Something that we often noticed, in these years full of ideological conflicts, is how movies that deal with the topic of clandestine immigration are always filled with drama, pure tragedy, accusations and guilt. Without a doubt, these ways of telling such stories can become necessary to convey the pain and the troubles that these people deal with. But on the other hand, our impression was that making a movie, exploiting the guilt of the viewers, often results in highlighting the differences between the life of a refugee and that of an average movie spectator. Separating further more, the public from the subject.
Let’s make a movie about immigration. But let’s make it not only to make people cry, it needs to make them laugh as well. Let’s create the character of a migrant, but he can’t only make us feel pity. Let’s make him cool, and let’s name him Elvis Presley, with shades and Hawaiian shirts. So that a kid that watches this movie would not only feel tenderness for him, picturing him merely as a poor migrant, but could admire him, as a human being.

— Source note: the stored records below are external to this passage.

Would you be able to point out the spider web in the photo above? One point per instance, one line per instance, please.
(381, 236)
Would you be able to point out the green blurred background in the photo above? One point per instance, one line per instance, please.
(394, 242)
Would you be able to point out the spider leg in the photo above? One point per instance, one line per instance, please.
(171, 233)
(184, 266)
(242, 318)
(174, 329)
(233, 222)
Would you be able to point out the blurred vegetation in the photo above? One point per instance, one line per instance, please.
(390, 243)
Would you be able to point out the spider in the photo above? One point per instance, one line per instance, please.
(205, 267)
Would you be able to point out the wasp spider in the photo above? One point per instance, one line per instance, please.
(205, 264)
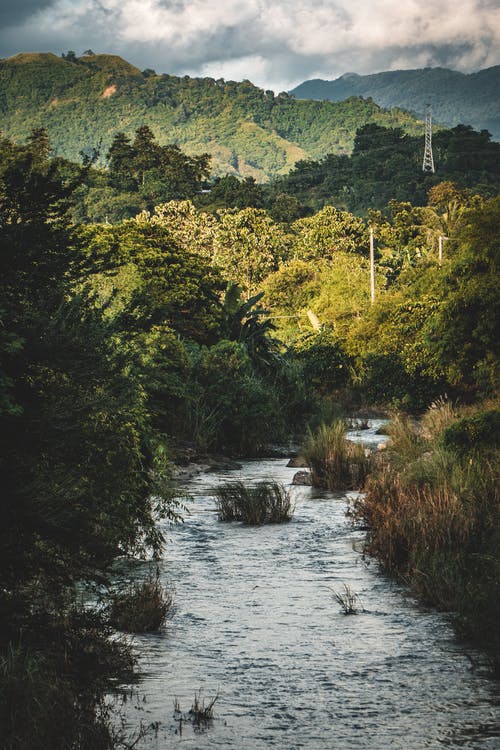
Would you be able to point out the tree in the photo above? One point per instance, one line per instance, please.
(463, 336)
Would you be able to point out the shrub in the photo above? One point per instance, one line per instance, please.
(335, 462)
(347, 600)
(433, 514)
(481, 429)
(142, 607)
(265, 502)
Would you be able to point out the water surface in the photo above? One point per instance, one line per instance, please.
(255, 620)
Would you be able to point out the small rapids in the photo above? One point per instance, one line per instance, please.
(255, 620)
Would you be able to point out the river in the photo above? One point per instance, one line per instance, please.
(255, 621)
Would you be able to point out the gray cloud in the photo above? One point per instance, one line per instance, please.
(13, 13)
(275, 44)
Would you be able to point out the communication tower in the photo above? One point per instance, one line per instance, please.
(428, 163)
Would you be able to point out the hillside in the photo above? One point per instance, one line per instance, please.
(249, 132)
(456, 98)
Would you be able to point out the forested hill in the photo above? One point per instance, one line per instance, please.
(84, 102)
(456, 98)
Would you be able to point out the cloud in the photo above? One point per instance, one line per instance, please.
(275, 44)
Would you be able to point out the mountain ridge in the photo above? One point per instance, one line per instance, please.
(456, 98)
(84, 102)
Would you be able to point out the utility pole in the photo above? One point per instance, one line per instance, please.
(440, 251)
(428, 163)
(372, 268)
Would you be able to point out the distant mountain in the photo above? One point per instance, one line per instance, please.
(84, 102)
(456, 98)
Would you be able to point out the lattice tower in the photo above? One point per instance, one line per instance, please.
(428, 163)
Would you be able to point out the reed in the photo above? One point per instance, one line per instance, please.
(265, 502)
(335, 462)
(433, 514)
(347, 599)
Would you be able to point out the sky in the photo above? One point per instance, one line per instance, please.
(275, 44)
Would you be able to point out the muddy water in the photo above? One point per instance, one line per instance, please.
(255, 620)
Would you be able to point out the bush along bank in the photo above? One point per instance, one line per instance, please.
(432, 508)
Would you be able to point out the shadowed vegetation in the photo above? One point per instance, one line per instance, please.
(265, 502)
(334, 461)
(142, 607)
(433, 509)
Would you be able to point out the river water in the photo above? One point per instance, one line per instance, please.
(255, 620)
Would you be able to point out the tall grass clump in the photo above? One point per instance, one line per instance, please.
(335, 462)
(264, 502)
(142, 607)
(433, 510)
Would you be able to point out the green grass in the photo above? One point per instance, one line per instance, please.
(265, 502)
(335, 462)
(434, 517)
(142, 607)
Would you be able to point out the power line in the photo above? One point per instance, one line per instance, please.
(428, 163)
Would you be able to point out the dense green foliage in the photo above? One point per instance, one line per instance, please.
(386, 163)
(213, 327)
(84, 102)
(456, 97)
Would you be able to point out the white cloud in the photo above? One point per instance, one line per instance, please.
(276, 44)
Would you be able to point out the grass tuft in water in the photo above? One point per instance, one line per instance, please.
(142, 607)
(347, 599)
(265, 502)
(335, 462)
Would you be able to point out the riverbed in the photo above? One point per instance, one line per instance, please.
(256, 623)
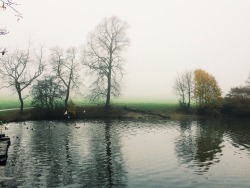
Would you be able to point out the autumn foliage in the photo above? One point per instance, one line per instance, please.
(207, 93)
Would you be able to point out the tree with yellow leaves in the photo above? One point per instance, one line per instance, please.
(207, 93)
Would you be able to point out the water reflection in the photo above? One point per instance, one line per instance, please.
(200, 144)
(128, 153)
(238, 131)
(108, 161)
(61, 155)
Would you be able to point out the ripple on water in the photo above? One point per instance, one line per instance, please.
(126, 153)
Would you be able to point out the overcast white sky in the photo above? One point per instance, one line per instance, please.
(167, 37)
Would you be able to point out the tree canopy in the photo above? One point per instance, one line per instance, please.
(207, 93)
(103, 58)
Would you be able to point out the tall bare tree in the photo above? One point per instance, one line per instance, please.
(103, 57)
(248, 81)
(19, 69)
(183, 87)
(66, 66)
(4, 4)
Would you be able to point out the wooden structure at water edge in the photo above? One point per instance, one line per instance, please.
(4, 146)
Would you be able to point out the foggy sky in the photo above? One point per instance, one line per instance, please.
(167, 37)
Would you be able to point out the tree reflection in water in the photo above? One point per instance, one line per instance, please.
(107, 158)
(58, 156)
(199, 144)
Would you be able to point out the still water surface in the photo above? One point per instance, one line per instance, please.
(204, 153)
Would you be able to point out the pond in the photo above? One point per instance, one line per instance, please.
(203, 153)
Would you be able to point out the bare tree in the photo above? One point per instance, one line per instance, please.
(103, 57)
(248, 81)
(46, 93)
(11, 4)
(66, 67)
(188, 80)
(8, 4)
(19, 70)
(183, 87)
(180, 89)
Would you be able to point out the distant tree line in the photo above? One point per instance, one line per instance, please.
(53, 78)
(206, 94)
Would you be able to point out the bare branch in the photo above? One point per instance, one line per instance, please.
(103, 57)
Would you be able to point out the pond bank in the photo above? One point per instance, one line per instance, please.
(99, 112)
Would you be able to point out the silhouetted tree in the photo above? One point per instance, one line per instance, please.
(66, 68)
(19, 70)
(207, 93)
(237, 101)
(4, 4)
(103, 57)
(248, 81)
(183, 87)
(47, 93)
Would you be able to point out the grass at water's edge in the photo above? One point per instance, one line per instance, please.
(10, 104)
(144, 110)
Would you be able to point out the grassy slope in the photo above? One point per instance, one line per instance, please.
(97, 110)
(12, 103)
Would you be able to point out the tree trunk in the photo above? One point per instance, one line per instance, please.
(21, 101)
(107, 106)
(189, 99)
(66, 98)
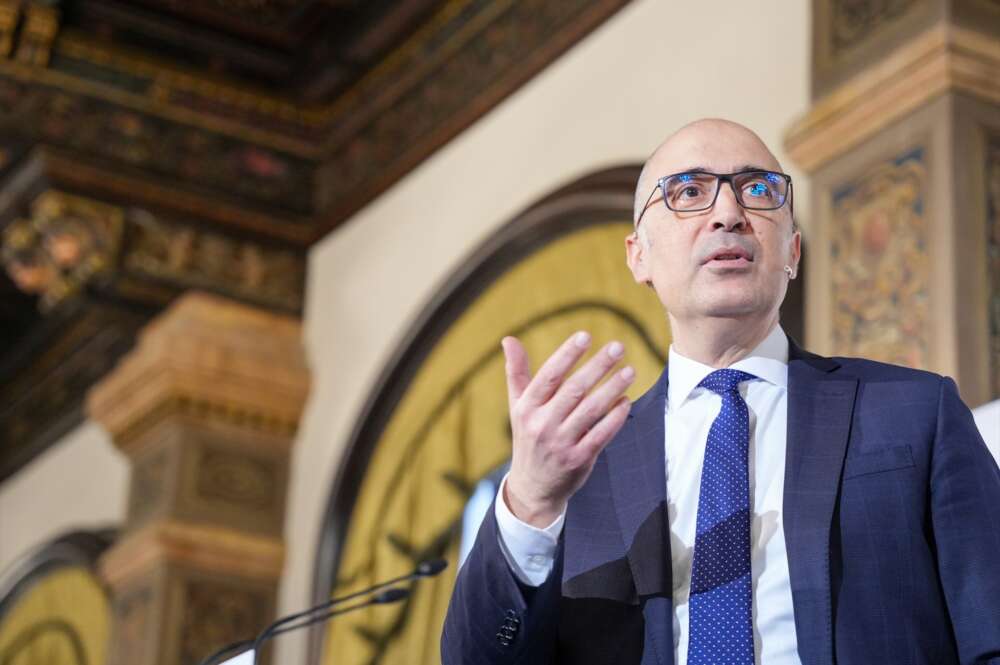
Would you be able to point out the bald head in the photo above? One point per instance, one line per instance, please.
(713, 144)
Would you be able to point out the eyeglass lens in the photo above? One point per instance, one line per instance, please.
(755, 190)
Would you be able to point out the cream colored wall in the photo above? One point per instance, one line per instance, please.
(609, 101)
(81, 482)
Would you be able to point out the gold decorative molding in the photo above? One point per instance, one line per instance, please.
(879, 280)
(212, 356)
(945, 58)
(209, 549)
(41, 23)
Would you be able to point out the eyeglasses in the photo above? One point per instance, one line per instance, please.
(694, 191)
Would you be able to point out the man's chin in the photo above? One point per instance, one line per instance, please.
(733, 308)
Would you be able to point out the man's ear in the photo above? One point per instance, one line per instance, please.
(796, 252)
(635, 256)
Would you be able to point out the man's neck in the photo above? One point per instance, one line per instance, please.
(719, 342)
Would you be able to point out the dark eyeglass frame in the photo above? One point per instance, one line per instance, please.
(720, 178)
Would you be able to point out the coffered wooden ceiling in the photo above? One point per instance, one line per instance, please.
(152, 146)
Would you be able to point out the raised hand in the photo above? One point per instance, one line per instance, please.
(560, 425)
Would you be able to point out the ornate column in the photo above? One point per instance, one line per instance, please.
(903, 146)
(206, 408)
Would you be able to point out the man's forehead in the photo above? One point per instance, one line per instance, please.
(720, 147)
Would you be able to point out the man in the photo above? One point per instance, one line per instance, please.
(759, 503)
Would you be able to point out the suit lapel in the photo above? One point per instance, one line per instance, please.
(820, 408)
(638, 488)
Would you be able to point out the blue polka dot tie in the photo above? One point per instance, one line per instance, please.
(720, 605)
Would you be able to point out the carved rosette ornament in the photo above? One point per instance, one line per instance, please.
(65, 243)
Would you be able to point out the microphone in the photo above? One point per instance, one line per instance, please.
(386, 597)
(428, 568)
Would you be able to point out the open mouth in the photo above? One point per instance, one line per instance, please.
(730, 257)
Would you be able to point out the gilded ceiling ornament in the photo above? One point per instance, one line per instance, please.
(65, 243)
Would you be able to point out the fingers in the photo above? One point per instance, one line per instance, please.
(595, 405)
(517, 367)
(574, 389)
(551, 374)
(602, 432)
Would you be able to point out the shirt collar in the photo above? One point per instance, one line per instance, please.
(768, 361)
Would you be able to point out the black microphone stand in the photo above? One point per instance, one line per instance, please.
(386, 597)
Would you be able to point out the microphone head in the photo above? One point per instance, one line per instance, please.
(430, 568)
(393, 595)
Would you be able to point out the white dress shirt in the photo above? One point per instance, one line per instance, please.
(690, 412)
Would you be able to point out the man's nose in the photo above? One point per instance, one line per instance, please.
(727, 213)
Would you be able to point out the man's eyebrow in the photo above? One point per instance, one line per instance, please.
(739, 169)
(751, 167)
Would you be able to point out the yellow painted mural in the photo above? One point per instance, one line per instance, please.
(62, 619)
(451, 429)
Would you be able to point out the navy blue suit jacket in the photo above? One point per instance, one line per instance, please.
(892, 527)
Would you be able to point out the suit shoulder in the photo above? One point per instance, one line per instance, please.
(875, 371)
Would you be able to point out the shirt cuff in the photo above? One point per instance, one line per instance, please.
(529, 551)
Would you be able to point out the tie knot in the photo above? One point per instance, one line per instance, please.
(723, 381)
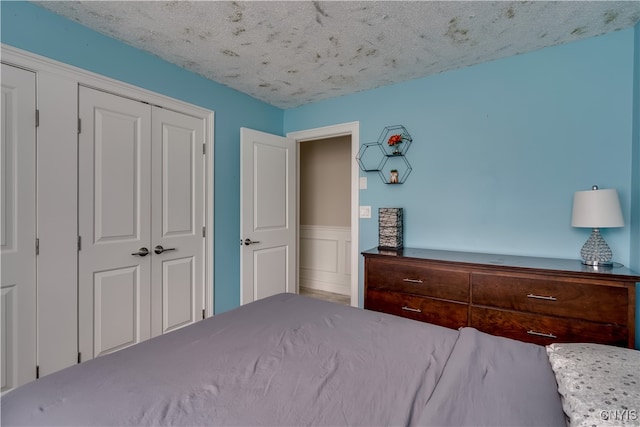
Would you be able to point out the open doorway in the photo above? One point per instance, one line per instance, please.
(324, 200)
(324, 134)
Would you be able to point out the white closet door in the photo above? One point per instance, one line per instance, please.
(177, 218)
(114, 201)
(18, 223)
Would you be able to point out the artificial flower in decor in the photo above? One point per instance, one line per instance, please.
(394, 140)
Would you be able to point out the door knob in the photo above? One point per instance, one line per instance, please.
(141, 252)
(159, 249)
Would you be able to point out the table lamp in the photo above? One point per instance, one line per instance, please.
(596, 209)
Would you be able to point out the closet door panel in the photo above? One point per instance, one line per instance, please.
(57, 222)
(18, 227)
(177, 219)
(114, 210)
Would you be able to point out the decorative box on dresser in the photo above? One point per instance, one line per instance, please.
(538, 300)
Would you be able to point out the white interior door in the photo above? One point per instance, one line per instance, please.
(268, 215)
(114, 202)
(177, 285)
(18, 227)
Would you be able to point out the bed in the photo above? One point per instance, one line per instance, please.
(292, 360)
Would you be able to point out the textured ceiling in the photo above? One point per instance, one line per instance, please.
(290, 53)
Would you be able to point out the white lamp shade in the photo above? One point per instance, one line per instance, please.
(597, 209)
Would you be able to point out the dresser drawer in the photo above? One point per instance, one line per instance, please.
(552, 297)
(544, 330)
(404, 276)
(443, 313)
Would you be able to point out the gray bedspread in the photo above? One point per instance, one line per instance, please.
(291, 360)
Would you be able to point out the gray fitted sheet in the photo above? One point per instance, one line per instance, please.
(292, 360)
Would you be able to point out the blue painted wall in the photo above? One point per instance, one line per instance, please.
(499, 149)
(37, 30)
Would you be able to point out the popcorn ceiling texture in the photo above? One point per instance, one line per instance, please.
(291, 53)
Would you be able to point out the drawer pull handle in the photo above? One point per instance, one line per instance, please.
(541, 334)
(542, 297)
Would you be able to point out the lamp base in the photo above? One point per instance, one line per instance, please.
(595, 251)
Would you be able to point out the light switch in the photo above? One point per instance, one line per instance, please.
(365, 211)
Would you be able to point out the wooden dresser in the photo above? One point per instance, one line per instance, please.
(538, 300)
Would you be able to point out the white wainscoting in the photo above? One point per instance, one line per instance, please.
(325, 258)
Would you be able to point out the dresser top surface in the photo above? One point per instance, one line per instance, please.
(514, 261)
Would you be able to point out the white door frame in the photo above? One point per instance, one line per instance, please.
(352, 129)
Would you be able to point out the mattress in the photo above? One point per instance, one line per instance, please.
(291, 360)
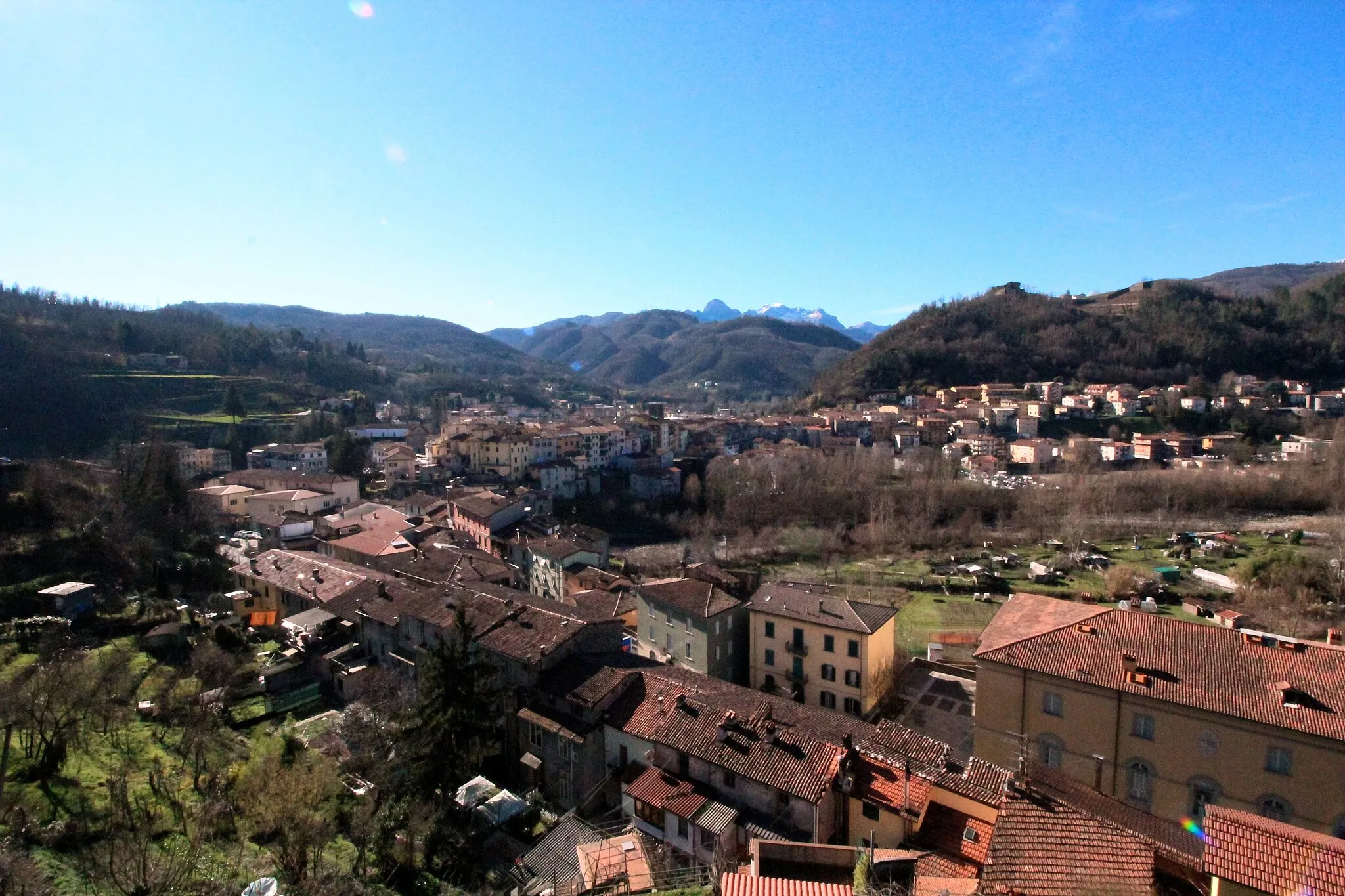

We then developed a story about friendship, human contrasts that find a common way.
An unsuccessful American painter: a class A immigrant.
An immigrant from Burkina Faso stuck in Ventimiglia waiting for a way to cross the border: a Class B immigrant.
An Italian college student who smuggles medicines, alcohol and cigarettes between France and Italy.
A fourteen years old kid, who happens to share an adventure with these characters.
Different lives, different stories, different ideals, that happen to find a common goal: helping a migrant to cross the border illegally.
Not for charity, but for friendship.